There was no disguising the universal gloom as the International Monetary Fund (IMF) issued its latest World Economic Outlook report - regarded by economists around the world as the most authoritative of international economic projections.

Even the USA, which has enjoyed seven years of unprecedented growth, now looks close to being caught up in the maelstrom. What began a year ago with currency crisis in South-East Asia, has already swept Japan into recession and moved on to Russia and eastern Europe. Repercussions have been felt as far afield as South Africa and most recently the countries of Latin America, where economic safety nets are hastily being erected.

Such was the backdrop in Washington at the start of October as the IMF unveiled a bleak set of projections. It is on the basis of these outlook forecasts that many private sector economists, including those inside the major corporations, make their own commercial forecasts and investment decisions. And on the basis of what the IMF has to say, the pain already seen by Asian carriers, could be the prelude to a global downturn in the airline cycle, every bit as vicious as that seen at the start of this decade.
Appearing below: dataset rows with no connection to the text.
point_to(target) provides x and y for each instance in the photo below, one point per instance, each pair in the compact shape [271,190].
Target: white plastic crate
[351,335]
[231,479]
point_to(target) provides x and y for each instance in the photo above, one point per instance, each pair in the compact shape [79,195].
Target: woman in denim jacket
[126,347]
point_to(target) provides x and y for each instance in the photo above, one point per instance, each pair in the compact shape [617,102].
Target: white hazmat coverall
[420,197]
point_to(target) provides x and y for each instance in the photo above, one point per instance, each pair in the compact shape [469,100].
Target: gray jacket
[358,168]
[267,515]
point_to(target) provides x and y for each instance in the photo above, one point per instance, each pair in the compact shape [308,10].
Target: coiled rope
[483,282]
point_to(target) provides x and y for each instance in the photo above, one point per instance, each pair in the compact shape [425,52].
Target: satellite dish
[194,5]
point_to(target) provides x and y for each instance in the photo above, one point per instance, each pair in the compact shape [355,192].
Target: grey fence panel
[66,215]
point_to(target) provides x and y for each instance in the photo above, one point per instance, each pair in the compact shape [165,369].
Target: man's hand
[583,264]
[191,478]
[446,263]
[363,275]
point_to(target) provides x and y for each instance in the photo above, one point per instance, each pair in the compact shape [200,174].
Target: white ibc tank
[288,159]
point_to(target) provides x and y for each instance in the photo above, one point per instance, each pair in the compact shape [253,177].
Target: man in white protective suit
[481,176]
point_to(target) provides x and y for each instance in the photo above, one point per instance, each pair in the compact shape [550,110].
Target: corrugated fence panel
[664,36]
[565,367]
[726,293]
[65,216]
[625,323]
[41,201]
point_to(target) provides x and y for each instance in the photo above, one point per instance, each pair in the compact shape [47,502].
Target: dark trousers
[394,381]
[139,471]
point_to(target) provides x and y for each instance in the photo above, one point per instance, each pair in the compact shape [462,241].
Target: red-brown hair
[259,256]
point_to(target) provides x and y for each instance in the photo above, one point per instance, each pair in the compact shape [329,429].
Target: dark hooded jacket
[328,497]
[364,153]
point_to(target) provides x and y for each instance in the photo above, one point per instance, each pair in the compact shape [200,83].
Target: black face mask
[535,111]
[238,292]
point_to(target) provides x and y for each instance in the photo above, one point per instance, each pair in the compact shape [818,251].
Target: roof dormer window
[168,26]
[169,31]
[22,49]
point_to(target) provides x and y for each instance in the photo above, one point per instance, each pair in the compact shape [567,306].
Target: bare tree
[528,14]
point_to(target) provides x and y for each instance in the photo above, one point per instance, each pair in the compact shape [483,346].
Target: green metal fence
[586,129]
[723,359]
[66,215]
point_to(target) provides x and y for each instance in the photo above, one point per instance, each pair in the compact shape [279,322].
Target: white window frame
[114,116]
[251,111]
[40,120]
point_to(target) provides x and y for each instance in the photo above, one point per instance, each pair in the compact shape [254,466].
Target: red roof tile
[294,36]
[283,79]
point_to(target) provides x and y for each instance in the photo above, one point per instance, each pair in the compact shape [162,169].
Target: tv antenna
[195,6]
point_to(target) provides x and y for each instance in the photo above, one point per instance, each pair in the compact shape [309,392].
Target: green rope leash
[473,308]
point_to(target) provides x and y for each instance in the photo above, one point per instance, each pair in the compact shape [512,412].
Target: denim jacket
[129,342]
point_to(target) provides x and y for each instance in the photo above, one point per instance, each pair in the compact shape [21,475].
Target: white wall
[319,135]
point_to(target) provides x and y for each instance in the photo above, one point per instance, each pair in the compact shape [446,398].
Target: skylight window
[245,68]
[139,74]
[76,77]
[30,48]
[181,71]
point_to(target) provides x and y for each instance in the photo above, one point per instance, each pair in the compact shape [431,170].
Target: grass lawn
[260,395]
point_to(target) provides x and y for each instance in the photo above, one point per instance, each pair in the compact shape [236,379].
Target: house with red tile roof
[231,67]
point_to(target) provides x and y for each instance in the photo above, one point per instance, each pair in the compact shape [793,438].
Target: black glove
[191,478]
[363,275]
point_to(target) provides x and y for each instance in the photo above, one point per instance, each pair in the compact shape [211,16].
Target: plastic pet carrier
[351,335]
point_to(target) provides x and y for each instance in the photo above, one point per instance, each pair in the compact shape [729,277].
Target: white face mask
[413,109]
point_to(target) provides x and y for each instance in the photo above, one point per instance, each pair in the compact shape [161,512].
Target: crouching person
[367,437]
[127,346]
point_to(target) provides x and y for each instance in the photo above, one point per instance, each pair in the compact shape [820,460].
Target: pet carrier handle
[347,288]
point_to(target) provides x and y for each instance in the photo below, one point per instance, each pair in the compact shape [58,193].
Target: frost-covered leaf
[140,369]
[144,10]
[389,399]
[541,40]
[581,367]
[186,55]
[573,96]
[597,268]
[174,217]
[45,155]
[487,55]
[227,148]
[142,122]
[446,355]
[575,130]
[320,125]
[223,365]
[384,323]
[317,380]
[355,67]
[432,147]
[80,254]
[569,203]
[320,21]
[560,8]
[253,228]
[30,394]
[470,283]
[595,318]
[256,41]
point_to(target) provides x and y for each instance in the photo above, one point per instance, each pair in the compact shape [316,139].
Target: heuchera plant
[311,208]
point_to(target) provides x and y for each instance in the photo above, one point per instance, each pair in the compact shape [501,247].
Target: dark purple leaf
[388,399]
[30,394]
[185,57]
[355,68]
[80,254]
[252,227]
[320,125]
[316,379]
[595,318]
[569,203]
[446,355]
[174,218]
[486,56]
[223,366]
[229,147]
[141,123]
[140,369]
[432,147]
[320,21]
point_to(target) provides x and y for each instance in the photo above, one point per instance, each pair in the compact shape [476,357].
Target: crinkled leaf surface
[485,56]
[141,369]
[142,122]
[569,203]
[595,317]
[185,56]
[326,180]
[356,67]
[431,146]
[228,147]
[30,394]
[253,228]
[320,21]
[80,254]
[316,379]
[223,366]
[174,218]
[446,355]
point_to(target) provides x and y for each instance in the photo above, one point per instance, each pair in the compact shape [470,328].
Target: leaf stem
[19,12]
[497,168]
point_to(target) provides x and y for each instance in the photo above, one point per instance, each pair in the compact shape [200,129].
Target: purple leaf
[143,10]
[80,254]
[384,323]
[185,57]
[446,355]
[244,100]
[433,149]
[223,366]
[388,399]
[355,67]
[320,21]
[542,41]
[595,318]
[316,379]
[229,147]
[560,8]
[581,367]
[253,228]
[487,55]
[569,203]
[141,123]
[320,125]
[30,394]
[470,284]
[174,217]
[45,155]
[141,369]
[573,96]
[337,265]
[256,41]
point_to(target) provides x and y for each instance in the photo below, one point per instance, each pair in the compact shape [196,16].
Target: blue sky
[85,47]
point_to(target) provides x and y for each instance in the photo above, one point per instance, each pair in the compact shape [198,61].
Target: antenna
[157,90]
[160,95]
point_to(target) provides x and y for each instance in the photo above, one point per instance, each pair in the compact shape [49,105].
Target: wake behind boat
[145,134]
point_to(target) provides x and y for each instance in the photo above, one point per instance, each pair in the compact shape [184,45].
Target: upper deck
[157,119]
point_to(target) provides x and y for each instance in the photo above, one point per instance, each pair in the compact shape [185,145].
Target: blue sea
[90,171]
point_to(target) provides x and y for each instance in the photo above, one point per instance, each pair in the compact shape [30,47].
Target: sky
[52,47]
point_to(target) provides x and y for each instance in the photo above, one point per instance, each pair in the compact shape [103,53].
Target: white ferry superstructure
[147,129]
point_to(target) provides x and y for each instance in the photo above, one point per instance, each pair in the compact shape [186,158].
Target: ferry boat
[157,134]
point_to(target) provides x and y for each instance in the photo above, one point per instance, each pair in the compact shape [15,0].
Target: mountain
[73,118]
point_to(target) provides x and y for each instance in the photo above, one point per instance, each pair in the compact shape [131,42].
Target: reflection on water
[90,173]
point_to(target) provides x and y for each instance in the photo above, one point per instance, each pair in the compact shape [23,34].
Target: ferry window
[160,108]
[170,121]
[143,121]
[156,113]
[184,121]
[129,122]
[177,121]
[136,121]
At the heart of the IMF projections is the forecast for world growth. This time a year ago that was expected to run at 4.1% for 1998, a figure which has now been downgraded to 2%. If true that would represent the lowest growth since 1991. Looking ahead, the report sees a mild upturn in1999, with output strengthening to 2.5%, but IMF staff acknowledge that there are substantial downside risks in their forward forecasts.

The report notes: "The potential for a broader and deeper economic slowdown stems from a multitude of inter-related risks which make the current economic situation unusually fragile." It points to the loss of confidence in international capital markets, where it sees a danger of a "prolonged retreat by international investors and banks from emerging markets." Set against the usual language of the IMF that amounts to a blunt warning.

Asia remains a particular area of concern for the Fund and the Group of Seven leading industrial countries. Output in Asia, which grew at 8.2% in 1996 and 6.6% in 1997, is expected to plummet to 1.8% this year, before picking up to 3.9% in 1999. But the Fund is not confident about this forecast, either. It notes that there have been recent setbacks in the region, including larger than expected declines in consumption; loss of confidence; deflation of assets in most countries and the emergence of substantial corporate debt problems.

The most depressing factor in the region, however, has been the weakness of Japan - which accounts for one-sixth of Asian output. As a result of Tokyo's failure to address its banking and growth problems, output will plummet by as much as 2.5% this year, after negligible growth of just 0.8% last year, and there is expected to be little growth in 1999. While Japan's failure to deal with its difficulties has been a significant factor in spreading the gloom from Asia to the rest of the world economy, the Russia problem in August is seen by global policy makers as even more decisive.

Russia's decision to devalue the rouble and declare a moratorium on loans sent profound shock waves through the Western financial system. Moscow's action effectively led to a run on the capital of all emerging market countries as leading banks, hedge funds and other capital market intermediaries sought to cut their losses. The result has been a significant tightening of global credit conditions, damaging growth prospects almost everywhere.

The IMF has pared back industrial country growth from 2.9% last year to 2.1% this year and 1.9% next. In the USA, growth will plunge from an estimated 3.5% this year to just 2% next year. Among the world's three largest economies, the USA, Japan and Germany, only the latter is expected to show a healthy expansion in the run-up to European Monetary Union (EMU) on 1 January, 1999. But with the high exposure of the German banking system to Russia and Eastern Europe, even Germany might found itself floundering as EMU gets under way.

Among the developing countries outside Asia, the outlook is disappointing. Latin America has been badly hit by the risk aversion following the Russian crisis and, despite the efforts to stem the tide, faces a plunge in growth, from 5.1% in 1997 to 2.8% this year and 2.7% in 1999. Similarly, the Middle East will see a sharp drop in output as demand for oil depresses economies.

The only region where the IMF is predicting expansion in the year ahead is Africa, where growth is seen as picking up from 3.2% last year to 4.7% by 1999. But even this projection must be regarded as suspect. Although Africa will benefit from the western debt relief programmes being put in place, South Africa - a key influence on the sub-Saharan economy - has been affected by problems in capital markets.

The IMF has recently been consistently over-optimistic in its measurement of international growth. This year it has sought to adopt a more realistic tone, recognising the many uncertainties, such as the chill pessimism around the international share markets. With the world economy just in positive territory at 2% and the uncertainties in financial markets increasing, the odds on the world moving into recession next year have risen. It is time for carriers to cut costs and expansion plans if they are to survive this downturn in better condition than the last, when there were financing difficulties and bankruptcies.